Acute epididymitis is an inflammation of the epididymis—the coiled tube at the back of the testicle that stores and carries sperm. It is often infectious, either sexually transmitted or urinary in origin, depending on the patient’s age and risk factors.

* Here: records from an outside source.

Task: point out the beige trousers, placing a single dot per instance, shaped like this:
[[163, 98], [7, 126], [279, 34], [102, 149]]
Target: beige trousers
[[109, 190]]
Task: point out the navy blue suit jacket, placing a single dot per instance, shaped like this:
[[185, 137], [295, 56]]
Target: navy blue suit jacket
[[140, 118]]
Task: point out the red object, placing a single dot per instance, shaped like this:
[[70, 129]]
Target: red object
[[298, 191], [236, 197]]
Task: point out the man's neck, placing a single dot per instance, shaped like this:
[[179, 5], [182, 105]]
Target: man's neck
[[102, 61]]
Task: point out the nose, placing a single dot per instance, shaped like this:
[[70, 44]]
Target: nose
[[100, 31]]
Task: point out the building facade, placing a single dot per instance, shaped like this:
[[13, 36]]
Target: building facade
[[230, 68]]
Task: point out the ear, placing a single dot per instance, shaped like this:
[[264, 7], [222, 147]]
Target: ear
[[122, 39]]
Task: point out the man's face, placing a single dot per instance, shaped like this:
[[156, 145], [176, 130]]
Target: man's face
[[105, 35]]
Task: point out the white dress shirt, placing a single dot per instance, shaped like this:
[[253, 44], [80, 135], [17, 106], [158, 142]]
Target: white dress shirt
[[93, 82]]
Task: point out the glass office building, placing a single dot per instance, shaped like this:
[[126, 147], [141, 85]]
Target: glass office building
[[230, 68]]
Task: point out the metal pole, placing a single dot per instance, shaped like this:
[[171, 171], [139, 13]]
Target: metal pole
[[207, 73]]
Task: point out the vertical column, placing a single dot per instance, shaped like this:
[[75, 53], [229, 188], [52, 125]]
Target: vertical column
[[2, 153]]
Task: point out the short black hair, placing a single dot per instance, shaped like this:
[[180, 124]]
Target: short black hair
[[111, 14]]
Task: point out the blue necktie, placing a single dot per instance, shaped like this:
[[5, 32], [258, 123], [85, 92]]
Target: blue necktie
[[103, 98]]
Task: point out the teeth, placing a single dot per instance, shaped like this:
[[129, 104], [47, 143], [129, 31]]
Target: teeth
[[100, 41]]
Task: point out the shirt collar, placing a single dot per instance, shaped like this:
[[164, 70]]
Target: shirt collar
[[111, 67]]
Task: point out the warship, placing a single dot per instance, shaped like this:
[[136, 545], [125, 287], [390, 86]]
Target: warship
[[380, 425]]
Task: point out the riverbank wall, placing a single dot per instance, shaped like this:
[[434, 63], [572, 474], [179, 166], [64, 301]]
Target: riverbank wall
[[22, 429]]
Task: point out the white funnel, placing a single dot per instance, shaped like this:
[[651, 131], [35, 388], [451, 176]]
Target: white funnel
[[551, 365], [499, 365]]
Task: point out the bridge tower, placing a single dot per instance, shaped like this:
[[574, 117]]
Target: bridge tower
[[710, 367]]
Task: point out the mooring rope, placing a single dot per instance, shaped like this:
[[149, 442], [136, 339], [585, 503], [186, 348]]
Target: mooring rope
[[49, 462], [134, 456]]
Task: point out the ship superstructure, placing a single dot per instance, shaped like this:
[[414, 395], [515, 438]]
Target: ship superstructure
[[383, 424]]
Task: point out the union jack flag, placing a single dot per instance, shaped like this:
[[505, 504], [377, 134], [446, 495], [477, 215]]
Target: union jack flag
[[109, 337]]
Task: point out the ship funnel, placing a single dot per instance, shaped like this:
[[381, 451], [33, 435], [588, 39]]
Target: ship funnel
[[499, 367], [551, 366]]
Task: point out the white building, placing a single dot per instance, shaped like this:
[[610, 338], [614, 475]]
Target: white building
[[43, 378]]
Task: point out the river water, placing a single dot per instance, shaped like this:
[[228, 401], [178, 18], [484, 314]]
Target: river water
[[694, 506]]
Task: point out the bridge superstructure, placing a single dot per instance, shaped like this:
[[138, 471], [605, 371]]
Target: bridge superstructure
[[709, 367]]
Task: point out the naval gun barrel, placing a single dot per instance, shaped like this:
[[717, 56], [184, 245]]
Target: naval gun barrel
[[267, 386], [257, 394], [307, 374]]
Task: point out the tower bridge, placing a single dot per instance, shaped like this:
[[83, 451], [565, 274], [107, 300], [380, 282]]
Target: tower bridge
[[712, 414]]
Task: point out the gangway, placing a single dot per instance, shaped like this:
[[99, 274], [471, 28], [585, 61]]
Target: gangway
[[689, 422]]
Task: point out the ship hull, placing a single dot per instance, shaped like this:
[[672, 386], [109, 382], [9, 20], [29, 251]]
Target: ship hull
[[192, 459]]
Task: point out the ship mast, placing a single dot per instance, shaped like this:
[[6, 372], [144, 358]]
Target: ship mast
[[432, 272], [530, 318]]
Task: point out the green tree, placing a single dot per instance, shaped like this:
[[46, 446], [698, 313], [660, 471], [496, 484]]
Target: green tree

🧠 Etiology: Age-Based Clues
Age Group | Likely Cause | Common Pathogens |
|---|---|---|
<35 years | Sexually transmitted infection (STI) | Chlamydia trachomatis, Neisseria gonorrhoeae |
>35 years | Urinary tract pathogen | E. coli, Pseudomonas |
Children | Often viral or anatomic abnormality (e.g., reflux) | E. coli or viral |
💡 Also consider:
Anal intercourse → Enteric organisms (E. coli)
Recent urologic procedures → Instrumentation-related infection
Amiodarone → Can cause non-infectious epididymitis
🩺 Clinical Presentation
Gradual onset of unilateral scrotal pain and swelling
Scrotal erythema, warmth, and tenderness
Pain relief with scrotal elevation (🌟 Prehn’s sign – positive)
Dysuria, urinary frequency (if UTI-related)
Fever or chills (in some cases)
Urethral discharge (if STI-related)
Normal cremasteric reflex (unlike testicular torsion)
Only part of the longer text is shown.